Carving marshmallows into small flowers looks good, but it creates a pile of shapeless leftovers. I made it again, decided not to do these fancy things, the regular shape has no leftovers, and I made some color confusion to confuse the eyes. The color of the grape juice is good, it is very dark. I don't know if it will be diluted if it is added a little bit? Give it a try. After a try, I know that it is futile to add color to the marshmallows with a little fruit juice, so I have to quickly grab the pigment rescue field, purple, and grape juice.
Shape, what kind of shape, how to operate so that there are no leftovers? Flattened and cut? The mash of marshmallows is not very fluid, it is piled on the starch, and it hardly runs. Put it into a bag, squeeze it into a long strip, and cut it into small pieces. There are no corners left, and the round shape is more stylish.
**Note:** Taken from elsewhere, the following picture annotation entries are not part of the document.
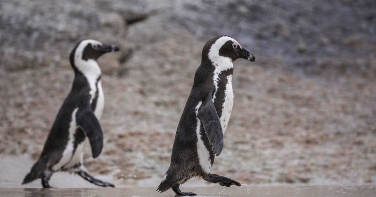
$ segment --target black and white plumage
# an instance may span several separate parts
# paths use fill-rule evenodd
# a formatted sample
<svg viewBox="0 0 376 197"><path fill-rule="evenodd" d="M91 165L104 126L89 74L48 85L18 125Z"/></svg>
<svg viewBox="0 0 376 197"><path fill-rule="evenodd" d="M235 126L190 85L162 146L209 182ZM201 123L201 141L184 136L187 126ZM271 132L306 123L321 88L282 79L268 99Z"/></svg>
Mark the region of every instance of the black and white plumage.
<svg viewBox="0 0 376 197"><path fill-rule="evenodd" d="M118 50L114 45L85 39L72 50L70 60L75 73L72 89L56 116L41 156L22 184L41 178L44 188L50 187L49 180L54 172L67 171L96 185L114 186L89 175L83 165L83 155L88 143L94 158L100 153L103 146L98 120L102 115L104 97L97 59L104 53Z"/></svg>
<svg viewBox="0 0 376 197"><path fill-rule="evenodd" d="M233 102L232 62L239 58L255 61L253 55L230 37L220 36L205 44L201 64L177 126L171 163L157 191L172 188L178 195L196 195L179 189L180 184L196 176L227 187L241 185L227 177L210 173L214 158L223 146L223 134Z"/></svg>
It turns out that the idea is good and it is easy to operate. . . "

Finger Marshmallow

1. Materials

2. Corn starch baked and spread on the table

3. Pour white vinegar into 1.3 grams of water, mix well and set aside

4. Pour warm water into the isinglass powder

5. Stir until completely melted, set aside

6. Pour water, caster sugar, glucose, and maltose into the pot in turn

7. Heat to a boil and turn to low heat

8. Continue to cook to 112 degrees, turn off the heat

9. Cool down to 80 degrees

10. Add isinglass powder solution

11. Pour grape juice

12. Whisk quickly for 7 minutes with a whisk

13. Add the pigment and stir well

14. Pour the white vinegar and stir again

15. Put in a piping bag

16. Extrude long strips on the starch and let cool for 8 minutes

17. Turn up the starch at the bottom and sprinkle it on the surface of the strip, so that the strip is covered with powder

18. Cut into sections

19. Mix the powder with the sugar, so that the section is also sticky with the powder

20. Put it in a colander, sift off the excess floating powder and serve

Tips:

The melted fish glue powder needs to be kept warm to keep the melted state to prevent solidification due to low temperature.
When boiling sugar, pay attention to the heat, so that the color of the caramel will be affected by the fire prevention.